Er wachte eine weitere Nacht am Grab seiner Mutter, zusammen mit seinem Vater, der nur noch ein Schatten seiner selbst war, als sei Ida der Teil seines Lebens gewesen, der seine Seele genährt hatte. Der Earl wollte seine Rüstung nicht ablegen und bestand darauf, in voller Montur Wache zu halten.
»Ich habe sie immer alleine gelassen«, erklärte er. »Dauernd war ich unterwegs und musste sie zurücklassen, und sie hat es gehasst. Vermutlich erinnerst du dich an diese Zeiten – an die Kopfschmerzen und die Tränen. Es ging nicht anders, ich musste meine Pflicht tun, aber das hat sie nie verstanden. Und jetzt…« Er schloss die Augen. »Gott steh mir bei, nun ist sie diejenige, die mich verlassen hat, und ich weiß nicht, wie ich es
ertragen soll … aber ich muss es ertragen, denn so wie sie habe auch ich keine andere Wahl.« Er senkte den Kopf und begann von neuem leise zu schluchzen.
Am Morgen nahm Mahelt ein letztes Mal Abschied von ihrer Schwiegermutter, während die Reisegruppe sich für die Rückkehr nach London vorbereitete.
»Ruhe in Frieden«, sagte sie, als sie einen Kranz aus Immergrün auf das Grab legte. »Ich werde oft kommen. Wir werden dich nicht vergessen, das schwöre ich dir.«
Doch die einzige Antwort, die sie erhielt, war das leise Trommeln des Regens auf den Dachschindeln und die schlurfenden Sohlen eines Mönches auf den Fliesen. Ein Gefühl von erdrückender Schwermut überwältigte sie.
Nachdem sie fünf Meilen zurückgelegt hatten, rochen sie Rauch, dann sahen sie von einem nahe gelegenen Gehöft dunkle Wolken aufsteigen. Hugh ordnete an, dass sie dicht beieinander bleiben sollten, und schickte Kundschafter aus, die die nähere Umgebung durchkämmten.
»Das stammt nicht von einem Kohlenbrenner oder einem gewöhnlichen Feuer.« Sein Gesicht wirkte besorgt, und seine Hand fuhr an den Griff seines Schwertes.
Mahelts Stute, die der beißende Geruch störte, warf den Kopf hoch und begann nervös zu tänzeln.
»Das kann doch unmöglich der König sein«, meinte Mahelt.

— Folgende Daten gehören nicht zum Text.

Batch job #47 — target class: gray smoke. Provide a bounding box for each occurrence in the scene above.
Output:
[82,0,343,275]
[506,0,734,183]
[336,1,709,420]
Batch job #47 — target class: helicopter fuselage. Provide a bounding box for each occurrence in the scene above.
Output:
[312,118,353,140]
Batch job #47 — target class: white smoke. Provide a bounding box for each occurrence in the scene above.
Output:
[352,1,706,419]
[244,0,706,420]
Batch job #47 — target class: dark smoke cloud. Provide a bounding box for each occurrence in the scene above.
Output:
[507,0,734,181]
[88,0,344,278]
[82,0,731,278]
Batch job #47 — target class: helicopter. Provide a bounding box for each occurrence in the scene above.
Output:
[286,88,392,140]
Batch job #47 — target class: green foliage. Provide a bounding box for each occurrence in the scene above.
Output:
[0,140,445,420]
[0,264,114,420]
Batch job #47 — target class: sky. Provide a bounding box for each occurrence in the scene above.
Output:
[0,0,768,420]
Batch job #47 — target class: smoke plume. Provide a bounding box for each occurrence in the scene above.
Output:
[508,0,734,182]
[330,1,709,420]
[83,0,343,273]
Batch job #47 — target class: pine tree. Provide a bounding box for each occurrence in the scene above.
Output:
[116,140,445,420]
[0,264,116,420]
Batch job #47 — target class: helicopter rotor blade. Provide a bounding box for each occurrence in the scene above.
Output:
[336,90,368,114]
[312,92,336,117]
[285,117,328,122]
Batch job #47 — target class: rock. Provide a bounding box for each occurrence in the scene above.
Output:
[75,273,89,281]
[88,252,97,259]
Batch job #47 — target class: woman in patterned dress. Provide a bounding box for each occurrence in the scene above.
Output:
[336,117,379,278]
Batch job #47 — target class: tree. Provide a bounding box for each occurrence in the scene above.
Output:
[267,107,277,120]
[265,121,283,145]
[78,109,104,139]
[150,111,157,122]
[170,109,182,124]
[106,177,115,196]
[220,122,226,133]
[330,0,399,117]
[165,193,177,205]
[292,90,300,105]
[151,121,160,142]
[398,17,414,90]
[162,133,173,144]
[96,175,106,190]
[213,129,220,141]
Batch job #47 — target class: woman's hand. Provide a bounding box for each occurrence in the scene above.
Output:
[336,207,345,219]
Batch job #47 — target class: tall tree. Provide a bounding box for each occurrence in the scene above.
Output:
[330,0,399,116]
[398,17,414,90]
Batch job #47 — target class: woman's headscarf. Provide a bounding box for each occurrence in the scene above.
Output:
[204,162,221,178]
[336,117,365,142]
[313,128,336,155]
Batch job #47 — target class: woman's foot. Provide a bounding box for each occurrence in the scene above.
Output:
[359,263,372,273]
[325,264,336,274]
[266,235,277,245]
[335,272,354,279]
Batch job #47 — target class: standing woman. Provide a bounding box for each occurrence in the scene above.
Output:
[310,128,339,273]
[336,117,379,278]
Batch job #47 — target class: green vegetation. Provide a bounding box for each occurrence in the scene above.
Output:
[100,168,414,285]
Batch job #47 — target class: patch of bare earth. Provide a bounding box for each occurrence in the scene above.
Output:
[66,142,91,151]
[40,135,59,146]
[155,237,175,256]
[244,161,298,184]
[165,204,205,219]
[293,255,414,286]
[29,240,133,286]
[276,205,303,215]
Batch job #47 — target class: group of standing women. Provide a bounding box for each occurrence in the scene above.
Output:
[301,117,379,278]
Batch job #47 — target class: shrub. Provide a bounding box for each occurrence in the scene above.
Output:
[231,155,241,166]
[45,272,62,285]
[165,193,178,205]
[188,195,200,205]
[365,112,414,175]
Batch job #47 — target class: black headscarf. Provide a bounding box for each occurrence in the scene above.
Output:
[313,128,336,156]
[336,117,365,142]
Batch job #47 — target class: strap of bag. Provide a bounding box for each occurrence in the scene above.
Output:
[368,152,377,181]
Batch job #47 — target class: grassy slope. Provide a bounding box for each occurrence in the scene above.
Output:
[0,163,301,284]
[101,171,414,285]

»Es könnte das Werk eines Plünderungstrupps sein.«
Ein Kundschafter kam zurückgaloppiert.
»Ein ausgebrannter Bauernhof, Mylord«, meldete Gervase de Bradefield. »Geschlachtetes Vieh und ein paar Leichen. Alle anderen konnten vermutlich fliehen. Der Pferdemist ist frisch. Ich würde sagen, sie sind kurz nach der Morgendämmerung
hier durchgekommen. Den Spuren nach zu urteilen ungefähr dreißig Mann, aber der Boden ist ziemlich zerwühlt.«
Das entsprach ungefähr der Anzahl ihrer Leute. Ein so großer Trupp ließ auf Plünderer schließen, die sich von einer größeren Armee in der Nähe getrennt hatten, aber wo sich diese Armee befand, konnte Hugh nicht sagen. Auf dem Weg nach Cambridge vielleicht oder nach Peterborough. Hoffentlich wollten sie nicht nach Thetford, denn wo immer sie auftauchten, hinterließen sie ein Bild der Verwüstung.
Als sie ihre Pferde antrieben, begann die Kirchenglocke eines Dorfes warnend zu läuten.